Aunque la compañía puede beneficiarse en parte del encarecimiento de los fletes, el efecto positivo está limitado por la estructura de sus contratos y por el carácter previsiblemente temporal de esta crisis. Nuestra opinión: no especule con unos precios del transporte de petróleo excepcionalmente altos y probablemente pasajeros. Si ya es accionista, la postura razonable sigue siendo mantener.
Acción correcta.
MANTENGA.
¿Por qué se han disparado los fletes marítimos?
La parálisis del estrecho de Ormuz, por donde circula entre el 20% y el 25% del petróleo mundial, ha tensionado de forma brusca el mercado del transporte marítimo de crudo. En la ruta entre Oriente Medio y China, la tarifa de referencia para los grandes petroleros se ha duplicado frente a la semana anterior al inicio del conflicto y se ha acercado a niveles récord, por encima de los 400.000 dólares diarios.
La subida no afecta solo a esa ruta. El aumento del riesgo en la zona ha reducido la oferta disponible de buques, ya que algunos barcos han quedado inmovilizados y los aseguradores han llegado incluso a suspender las coberturas frente a riesgos de guerra. Al mismo tiempo, los desvíos y las mayores distancias recorridas elevan la demanda de transporte: por ejemplo, Asia necesita recurrir más al petróleo procedente de Estados Unidos o África.
Cómo afecta esta crisis a CMB.TECH
En teoría, un encarecimiento de los fletes debería favorecer a una compañía como CMB.TECH, que cuenta con 25 petroleros. Solo uno de esos buques estaría bloqueado en el Golfo Pérsico. En su actividad de transporte de granel seco, el impacto directo del estrecho de Ormuz sería mucho menor, ya que esa vía solo afectaría aproximadamente al 4% de los volúmenes transportados.
Sin embargo, hay un factor clave que reduce el beneficio inmediato para la compañía: cerca de la mitad de sus petroleros operan con contratos de larga duración, y más del 80% de su flota ya estaba contratada antes del repunte de las tarifas. Eso significa que la mayor parte de los barcos de CMB.TECH no puede aprovechar plenamente la subida actual de los precios del transporte marítimo.
Por qué no conviene dejarse llevar por el repunte actual
La experiencia del sector demuestra que unas tarifas tan extremas suelen durar poco. Un nivel superior a 400.000 dólares diarios es claramente anómalo: a ese ritmo, un gran petrolero —con una vida útil de más de 25 años— podría amortizarse en apenas un año. No estamos, por tanto, ante una situación sostenible en el tiempo.
Además, a nadie le interesa una parálisis prolongada del estrecho, tampoco a Irán, cuyas finanzas públicas sufrirían seriamente, si el bloqueo se alargara.
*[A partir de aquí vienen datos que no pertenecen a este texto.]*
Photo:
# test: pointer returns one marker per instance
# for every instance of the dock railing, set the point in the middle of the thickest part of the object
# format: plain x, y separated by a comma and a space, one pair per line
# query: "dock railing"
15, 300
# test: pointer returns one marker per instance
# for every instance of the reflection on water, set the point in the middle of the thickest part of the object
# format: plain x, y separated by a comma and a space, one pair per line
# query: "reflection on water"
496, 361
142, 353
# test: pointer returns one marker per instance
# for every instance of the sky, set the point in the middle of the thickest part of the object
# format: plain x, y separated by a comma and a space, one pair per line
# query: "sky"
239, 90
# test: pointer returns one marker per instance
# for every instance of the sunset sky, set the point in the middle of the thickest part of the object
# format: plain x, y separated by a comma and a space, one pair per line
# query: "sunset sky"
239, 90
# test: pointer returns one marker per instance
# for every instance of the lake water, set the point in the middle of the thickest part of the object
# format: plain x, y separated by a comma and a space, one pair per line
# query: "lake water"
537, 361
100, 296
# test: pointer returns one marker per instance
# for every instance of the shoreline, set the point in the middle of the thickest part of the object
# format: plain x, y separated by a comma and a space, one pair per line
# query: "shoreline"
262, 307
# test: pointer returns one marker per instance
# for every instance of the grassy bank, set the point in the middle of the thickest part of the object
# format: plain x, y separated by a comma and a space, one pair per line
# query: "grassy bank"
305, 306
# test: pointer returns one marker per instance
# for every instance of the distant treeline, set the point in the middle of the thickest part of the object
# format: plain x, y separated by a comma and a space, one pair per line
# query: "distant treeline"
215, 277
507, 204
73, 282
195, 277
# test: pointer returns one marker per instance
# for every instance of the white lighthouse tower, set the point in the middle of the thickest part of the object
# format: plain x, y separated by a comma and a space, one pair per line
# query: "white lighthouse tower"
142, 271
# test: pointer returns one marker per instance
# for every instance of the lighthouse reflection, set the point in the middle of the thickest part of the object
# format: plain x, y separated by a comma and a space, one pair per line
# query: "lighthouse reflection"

El problema es que nadie puede anticipar con precisión cuánto durará esta situación.
Un contexto de fondo que sigue siendo favorable
Más allá de esta crisis puntual, el grupo está aprovechando el contexto de tarifas elevadas para vender barcos antiguos a buenos precios. Y, dejando de lado el episodio actual, el equilibrio entre oferta y demanda que se dibuja, tanto en el transporte de petróleo como en el de granel seco, apunta a próximos trimestres sólidos.
Las perspectivas de beneficios siguen siendo favorables y también cabe esperar dividendos generosos. Ahora bien, buena parte de ese escenario ya parece reflejado en la cotización actual de CMB.TECH.
Nuestro consejo sobre CMB.TECH
CMB.TECH cuenta con perspectivas favorables para los próximos trimestres, pero el actual encarecimiento del transporte marítimo no cambia radicalmente la tesis de inversión. La mayor parte de su flota no puede captar de inmediato toda la subida de tarifas y la cotización ya incorpora buena parte de las expectativas positivas. Puede mantener.